COLD WAR 寒戰 (Hong Kong, 2012)
New York Premiere
102 minutes, DCP, in Cantonese with English subtitles
Directed by: Longman Leung, Sunny Luk
Starring: Aaron Kwok, Tony Leung Kar-fai, Charlie Young, Chin Kar-lok, Andy Lau

Winner of nine Hong Kong Film Awards, including “Best Film,” Best Director,” “Best Screenplay,” “Best Actor,” and “Best New Performer,” COLD WAR is Hong Kong’s 2012 box office sensation. It handily beat Skyfall and The Hobbit to become the top grossing movie at the local box office, and it’s easy to see why. Since Infernal Affairs in 2002, Hong Kong has excelled at this kind of densely plotted police thriller full of double agents and Machiavellian power plays, but we can say with confidence that this is the first time one of them has been based on the 2008 US Presidential election.

While the police commissioner is in Copenhagen delivery a talk on “Hong Kong, the safest city in Asia,” a bomb goes off outside a Mongkok movie theater and simultaneously a police van on patrol goes missing along with its five officers. Soon the hostage demands are arriving and the police department goes into lockdown. At the helm of the force are two deputy commissioners who can’t stand each other. One is MB Lee (Tony Leung Kar-fai) an old lion, battle-hardened, who fought his way up through the ranks and isn’t above a little waterboarding to protect Hong Kong. Opposing him is Sean Lau (Cantopop mega-star Aaron Kwok), a steely technocrat and policy wonk who never walked a beat and who’s a stickler for respecting the rights of citizens, the Barack Obama to Tony Leung’s John McCain.

When it’s revealed that MB Lee’s son is one of the abducted patrolmen, things start to heat up and Lee starts sending troops into Iraq, I mean, cops into warehouses, while Lau tries to figure out how to stop him using bureaucratic judo. You couldn’t find a better depiction of the battle between Barack Obama and John McCain than you do here: straightforward military force, versus legalistic subterfuge.
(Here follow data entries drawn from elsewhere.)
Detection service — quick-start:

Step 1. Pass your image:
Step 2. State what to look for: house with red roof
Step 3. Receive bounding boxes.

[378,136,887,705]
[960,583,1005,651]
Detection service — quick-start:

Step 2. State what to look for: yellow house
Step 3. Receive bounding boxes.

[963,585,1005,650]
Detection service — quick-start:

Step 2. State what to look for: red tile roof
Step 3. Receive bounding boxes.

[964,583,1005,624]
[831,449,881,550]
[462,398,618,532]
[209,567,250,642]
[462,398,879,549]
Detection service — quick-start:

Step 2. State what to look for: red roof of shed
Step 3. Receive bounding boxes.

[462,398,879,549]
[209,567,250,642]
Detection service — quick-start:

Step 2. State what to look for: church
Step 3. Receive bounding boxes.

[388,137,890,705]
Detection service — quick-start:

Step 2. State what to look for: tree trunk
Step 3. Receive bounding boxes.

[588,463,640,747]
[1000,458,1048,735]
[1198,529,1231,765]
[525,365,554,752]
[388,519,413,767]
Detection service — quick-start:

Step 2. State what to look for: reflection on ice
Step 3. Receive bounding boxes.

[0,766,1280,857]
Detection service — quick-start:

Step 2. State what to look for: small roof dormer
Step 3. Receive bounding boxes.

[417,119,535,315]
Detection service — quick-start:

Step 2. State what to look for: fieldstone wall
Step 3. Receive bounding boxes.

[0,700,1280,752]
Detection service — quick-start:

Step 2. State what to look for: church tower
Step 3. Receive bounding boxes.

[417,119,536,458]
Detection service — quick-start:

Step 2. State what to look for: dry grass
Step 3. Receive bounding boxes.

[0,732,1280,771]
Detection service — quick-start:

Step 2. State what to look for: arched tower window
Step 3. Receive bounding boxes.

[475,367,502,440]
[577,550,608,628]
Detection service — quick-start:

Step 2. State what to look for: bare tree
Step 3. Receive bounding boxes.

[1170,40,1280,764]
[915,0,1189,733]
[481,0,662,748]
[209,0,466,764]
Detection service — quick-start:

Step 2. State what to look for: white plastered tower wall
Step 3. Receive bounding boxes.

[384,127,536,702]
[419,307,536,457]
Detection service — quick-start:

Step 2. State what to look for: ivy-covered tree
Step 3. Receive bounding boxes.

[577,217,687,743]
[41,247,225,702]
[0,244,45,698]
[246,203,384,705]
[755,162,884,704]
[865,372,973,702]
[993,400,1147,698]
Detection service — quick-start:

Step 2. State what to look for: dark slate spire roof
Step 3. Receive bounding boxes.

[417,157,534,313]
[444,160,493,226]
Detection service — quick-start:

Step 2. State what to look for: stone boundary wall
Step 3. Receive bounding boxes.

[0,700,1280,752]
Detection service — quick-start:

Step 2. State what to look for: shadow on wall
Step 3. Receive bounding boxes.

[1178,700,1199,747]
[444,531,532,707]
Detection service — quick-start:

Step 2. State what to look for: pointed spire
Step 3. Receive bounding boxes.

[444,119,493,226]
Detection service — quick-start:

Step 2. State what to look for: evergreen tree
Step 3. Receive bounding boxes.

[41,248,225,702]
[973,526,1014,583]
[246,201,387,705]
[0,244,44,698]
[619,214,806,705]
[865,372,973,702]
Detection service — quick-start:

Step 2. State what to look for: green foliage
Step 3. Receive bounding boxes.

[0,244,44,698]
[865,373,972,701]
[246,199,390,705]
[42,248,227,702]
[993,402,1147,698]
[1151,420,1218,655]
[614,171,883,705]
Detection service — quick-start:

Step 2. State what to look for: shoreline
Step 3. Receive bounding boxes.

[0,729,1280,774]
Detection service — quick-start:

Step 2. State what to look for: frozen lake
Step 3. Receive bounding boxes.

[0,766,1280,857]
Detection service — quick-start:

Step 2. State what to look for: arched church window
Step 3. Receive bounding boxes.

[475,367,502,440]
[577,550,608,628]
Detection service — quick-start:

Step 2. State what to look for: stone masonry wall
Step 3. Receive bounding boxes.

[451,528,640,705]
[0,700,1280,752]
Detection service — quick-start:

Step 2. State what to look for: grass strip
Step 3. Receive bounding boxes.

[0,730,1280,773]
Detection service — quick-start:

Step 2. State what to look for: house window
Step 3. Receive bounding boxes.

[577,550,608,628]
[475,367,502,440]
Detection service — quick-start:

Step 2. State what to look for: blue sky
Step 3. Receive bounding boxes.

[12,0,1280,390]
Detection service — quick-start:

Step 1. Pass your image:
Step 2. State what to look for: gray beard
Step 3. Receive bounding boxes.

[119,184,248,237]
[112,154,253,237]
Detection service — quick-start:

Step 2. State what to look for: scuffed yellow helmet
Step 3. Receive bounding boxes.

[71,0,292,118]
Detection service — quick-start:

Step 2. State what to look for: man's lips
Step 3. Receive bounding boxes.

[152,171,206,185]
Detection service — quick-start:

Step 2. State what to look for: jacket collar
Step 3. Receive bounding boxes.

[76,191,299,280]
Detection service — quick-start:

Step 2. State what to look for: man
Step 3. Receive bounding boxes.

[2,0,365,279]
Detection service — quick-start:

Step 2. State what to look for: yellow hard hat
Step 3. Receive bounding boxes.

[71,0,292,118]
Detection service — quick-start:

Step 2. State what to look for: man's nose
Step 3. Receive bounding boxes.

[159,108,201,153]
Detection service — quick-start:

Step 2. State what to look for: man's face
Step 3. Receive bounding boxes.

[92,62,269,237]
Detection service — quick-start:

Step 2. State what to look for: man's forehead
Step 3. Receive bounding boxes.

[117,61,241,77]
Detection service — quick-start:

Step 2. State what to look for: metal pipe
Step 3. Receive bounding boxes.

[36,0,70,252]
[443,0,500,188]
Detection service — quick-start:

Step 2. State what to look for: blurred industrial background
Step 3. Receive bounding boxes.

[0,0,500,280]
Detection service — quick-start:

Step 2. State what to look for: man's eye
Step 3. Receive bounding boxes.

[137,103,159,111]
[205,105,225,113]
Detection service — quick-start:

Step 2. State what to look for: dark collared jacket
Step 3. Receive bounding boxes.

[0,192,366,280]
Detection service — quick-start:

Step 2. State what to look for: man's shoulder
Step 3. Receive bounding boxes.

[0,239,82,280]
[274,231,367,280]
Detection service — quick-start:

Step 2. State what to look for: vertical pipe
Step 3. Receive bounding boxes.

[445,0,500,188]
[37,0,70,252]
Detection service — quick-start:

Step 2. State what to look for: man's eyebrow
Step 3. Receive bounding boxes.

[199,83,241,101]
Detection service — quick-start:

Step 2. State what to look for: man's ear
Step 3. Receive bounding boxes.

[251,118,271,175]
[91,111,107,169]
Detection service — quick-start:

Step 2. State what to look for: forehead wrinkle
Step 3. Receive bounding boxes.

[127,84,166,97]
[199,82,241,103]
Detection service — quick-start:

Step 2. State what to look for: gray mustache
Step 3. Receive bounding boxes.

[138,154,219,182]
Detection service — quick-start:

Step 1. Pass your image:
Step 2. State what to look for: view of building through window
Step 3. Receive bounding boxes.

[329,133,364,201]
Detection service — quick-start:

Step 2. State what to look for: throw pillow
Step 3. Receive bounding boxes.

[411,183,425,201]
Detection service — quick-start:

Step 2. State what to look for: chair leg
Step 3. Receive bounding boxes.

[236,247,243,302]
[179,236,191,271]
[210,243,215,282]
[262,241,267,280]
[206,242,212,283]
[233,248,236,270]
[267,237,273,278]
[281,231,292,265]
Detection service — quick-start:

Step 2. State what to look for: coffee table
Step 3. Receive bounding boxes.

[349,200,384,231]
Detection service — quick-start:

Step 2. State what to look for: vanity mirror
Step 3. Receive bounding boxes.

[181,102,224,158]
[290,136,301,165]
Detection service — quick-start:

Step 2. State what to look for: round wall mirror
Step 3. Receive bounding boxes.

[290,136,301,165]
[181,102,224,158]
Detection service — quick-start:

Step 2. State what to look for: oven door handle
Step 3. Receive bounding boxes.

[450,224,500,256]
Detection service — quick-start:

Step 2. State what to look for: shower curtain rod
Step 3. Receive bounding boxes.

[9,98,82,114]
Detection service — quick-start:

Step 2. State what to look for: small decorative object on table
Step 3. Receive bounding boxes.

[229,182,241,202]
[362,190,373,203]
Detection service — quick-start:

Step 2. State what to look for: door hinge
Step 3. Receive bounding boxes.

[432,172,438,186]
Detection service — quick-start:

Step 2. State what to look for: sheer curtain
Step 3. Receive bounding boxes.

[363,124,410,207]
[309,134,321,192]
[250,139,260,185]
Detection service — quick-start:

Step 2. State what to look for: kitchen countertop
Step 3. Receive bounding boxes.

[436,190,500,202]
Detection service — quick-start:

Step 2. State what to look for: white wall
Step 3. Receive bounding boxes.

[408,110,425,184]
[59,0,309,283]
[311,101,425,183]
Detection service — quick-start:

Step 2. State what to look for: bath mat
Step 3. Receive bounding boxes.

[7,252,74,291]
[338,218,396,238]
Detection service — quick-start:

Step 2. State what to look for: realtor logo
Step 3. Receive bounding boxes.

As office politics become a blood sport where a well-timed phone call is worse than a dagger in the back, this movie becomes a commentary not just a metaphor for American politics, but a cracking thriller about Hong Kong’s relationship with China. As they say in this flick as the police force tears itself apart and the gunsmoke slowly settles, “The biggest enemy is always on the inside.”